Sebelum seorang muslim berangkat menunaikan haji, ada syarat-syarat yang harus dipenuhi agar kewajiban ini menjadi fardhu bagi dirinya, dan agar hajinya sah. Berikut syarat-syarat tersebut:

  • Islam: hanya bagi yang beragama Islam.
  • Baligh (dewasa): tidak wajib bagi anak kecil.
  • Berakal sehat (tidak gila, tidak dalam keadaan hilang akal).
  • Merdeka (bukan budak), pada masa klasik.
  • Istithā’ah (mampu): mencakup aspek fisik, finansial, dan keamanan perjalanan.

Jika seseorang belum memenuhi salah satu syarat di atas maka haji tersebut belum menjadi kewajiban baginya. Ini menjadi pelajaran bahwa persiapan spiritual, fisik, dan ekonomi adalah bagian tak terpisahkan dari ibadah haji.

4. Rukun Haji & Penjelasan

Dalam fiqih – amalan-amalan yang disebut rukun berarti bahwa bila ditinggalkan maka hajinya dianggap tidak sah. Berikut enam rukun haji beserta penjelasannya:

  1. Ihram (niat dari miqat)
    Sebelum memasuki manasik haji seorang jamaah harus berniat ihram dari titik miqat yang telah ditetapkan. Ia memakai pakaian ihram, mandi sunnah, melafalkan talbiyah, dan menjauhi larangan ihram. Ihram menandakan kesiapan memasuki ruang ibadah yang khusus.
  2. Wukūf di ‘Arafah
    Pada tanggal 9 Dzulhijjah jamaah menunaikan wukūf di padang ‘Arafah sejak tergelincirnya matahari (waktu Zuhur) hingga fajar menjelang 10 Dzulhijjah. Ini adalah inti dari ibadah haji — riwayat Rasulullah ﷺ mengatakan: “Al-ḥajju ‘Arafah.”
  3. Thawāf Ifādah
    Setelah wukūf dan mabit di Muzdalifah serta Mina, jamaah kembali ke Masjidil Haram untuk mengelilingi Kaʿbah sebanyak tujuh putaran. Thawāf Ifādah ini melambangkan kembali ke pusat ibadah umat Islam.
  4. Sa’i antara Shafa dan Marwah
    Jamaah berjalan bolak-balik tujuh kali antara bukit Shafa dan Marwah. Ini mengingatkan perjuangan Hajar AS mencari air untuk Ismail AS — simbol kesabaran dan tawakkal.
  5. Tahallul (mencukur atau memotong rambut)
    Setelah thawāf ifādah dan sa’i, jamaah mencukur atau memotong sebagian rambutnya sebagai tanda telah selesai larangan ihram, simbol pembebasan dan kesucian.
  6. Tertib
    Urutan ibadah haji harus dilakukan secara tertib: ihram → wukūf → thawāf → sa’i → tahallul. Jika tertib itu dilanggar maka menurut sebagian ulama hajinya kurang sempurna.

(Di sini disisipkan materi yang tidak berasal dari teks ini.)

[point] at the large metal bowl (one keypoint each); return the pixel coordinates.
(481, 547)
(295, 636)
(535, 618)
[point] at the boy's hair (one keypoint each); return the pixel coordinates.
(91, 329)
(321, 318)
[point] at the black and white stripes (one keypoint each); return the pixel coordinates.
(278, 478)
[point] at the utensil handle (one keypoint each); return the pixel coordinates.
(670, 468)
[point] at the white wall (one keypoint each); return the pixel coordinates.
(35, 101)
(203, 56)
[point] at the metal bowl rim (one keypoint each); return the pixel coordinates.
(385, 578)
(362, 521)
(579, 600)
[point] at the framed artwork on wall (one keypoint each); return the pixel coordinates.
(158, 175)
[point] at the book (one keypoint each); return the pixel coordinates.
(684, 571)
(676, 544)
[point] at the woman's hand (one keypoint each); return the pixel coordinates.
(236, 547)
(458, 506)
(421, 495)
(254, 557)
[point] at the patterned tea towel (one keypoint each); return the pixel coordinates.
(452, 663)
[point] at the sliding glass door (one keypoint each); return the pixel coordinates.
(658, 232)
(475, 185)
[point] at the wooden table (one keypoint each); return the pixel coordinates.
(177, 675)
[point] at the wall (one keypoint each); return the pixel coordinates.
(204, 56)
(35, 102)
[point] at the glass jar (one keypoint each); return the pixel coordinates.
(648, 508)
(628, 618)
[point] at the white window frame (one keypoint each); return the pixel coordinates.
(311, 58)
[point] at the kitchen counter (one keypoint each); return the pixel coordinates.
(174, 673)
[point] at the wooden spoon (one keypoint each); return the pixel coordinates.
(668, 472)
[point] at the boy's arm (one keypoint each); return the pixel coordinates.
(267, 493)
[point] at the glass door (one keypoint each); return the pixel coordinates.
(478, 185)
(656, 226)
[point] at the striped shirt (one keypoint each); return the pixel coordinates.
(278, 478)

5. Tata Cara Pelaksanaan Haji

Baiklah, setelah memahami rangkaian pokok (rukun) kita lanjut ke gambaran praktis bagaimana turutan manasik haji dijalankan. Kami sajikan dalam bahasa yang santai agar mudah dipahami.

a. Sebelum Berangkat

Persiapan utama: niat, persiapan fisik-mental, administrasi, dan bekal ilmu. Ketika tiba di titik miqat, jamaah mandi sunnah, berpakaian ihram, shalat dua rakaat sunah, lalu berniat: “Labbayka Allāhumma Hajjan” (Ya Allah, aku penuhi panggilan Mu untuk berhaji) dan mengucapkan talbiyah.

b. 8 Dzulhijjah – Hari Tarwiyah

Pada hari ini jamaah berangkat ke Mina, bermalam (*mabit*) di sana, memperbanyak dzikir, dzikir talbiyah, dan mempersiapkan diri untuk esok hari.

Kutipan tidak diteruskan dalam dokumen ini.